3. Beoordeling van het derde en het vierde middel
De middelen kunnen niet tot cassatie leiden. Dit behoeft, gezien art. 81 RO, geen nadere motivering nu de middelen niet nopen tot beantwoording van rechtsvragen in het belang van de rechtseenheid of de rechtsontwikkeling.
4. Beoordeling van het eerste middel
4.1. Het middel klaagt dat de redelijke termijn als bedoeld in art. 6, eerste lid, EVRM in de cassatiefase is overschreden omdat de stukken te laat door het Hof zijn ingezonden.

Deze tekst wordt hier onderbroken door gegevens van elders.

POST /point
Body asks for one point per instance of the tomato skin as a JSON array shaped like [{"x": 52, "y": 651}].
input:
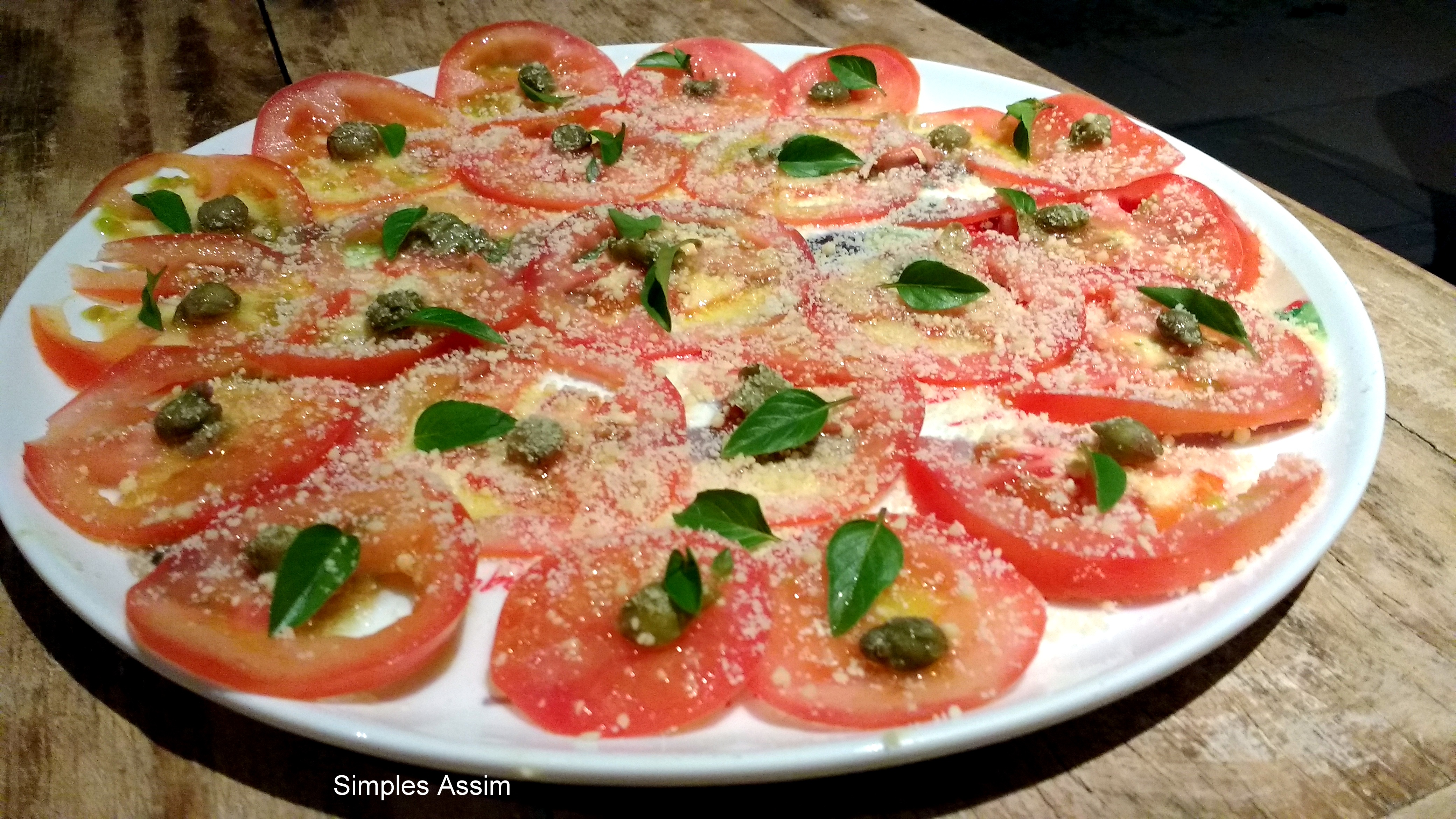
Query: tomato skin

4.2. Het middel is gegrond. Voorts doet de Hoge Raad in deze zaak waarin de verdachte zich in voorlopige hechtenis bevindt, uitspraak nadat meer dan zestien maanden zijn verstreken na het instellen van het cassatieberoep. Een en ander brengt mee dat de redelijke termijn als bedoeld in art. 6, eerste lid, EVRM is overschreden. Dit moet leiden tot vermindering van de aan de verdachte opgelegde gevangenisstraf van vijftien jaren.
5. Slotsom
Nu de Hoge Raad geen grond aanwezig oordeelt waarop de bestreden uitspraak ambtshalve zou behoren te worden vernietigd, brengt hetgeen hiervoor is overwogen mee dat als volgt moet worden beslist.
6. Beslissing
De Hoge Raad:
vernietigt de bestreden uitspraak, maar uitsluitend wat betreft de duur van de opgelegde gevangenisstraf;
vermindert deze in die zin dat deze veertien jaren en zes maanden beloopt;
verwerpt het beroep voor het overige.
Dit arrest is gewezen door de vice-president W.A.M. van Schendel als voorzitter, en de raadsheren J. de Hullu, H.A.G. Splinter-van Kan, W.F. Groos en C.H.W.M. Sterk, in bijzijn van de griffier S.P. Bakker, en uitgesproken op 28 februari 2012.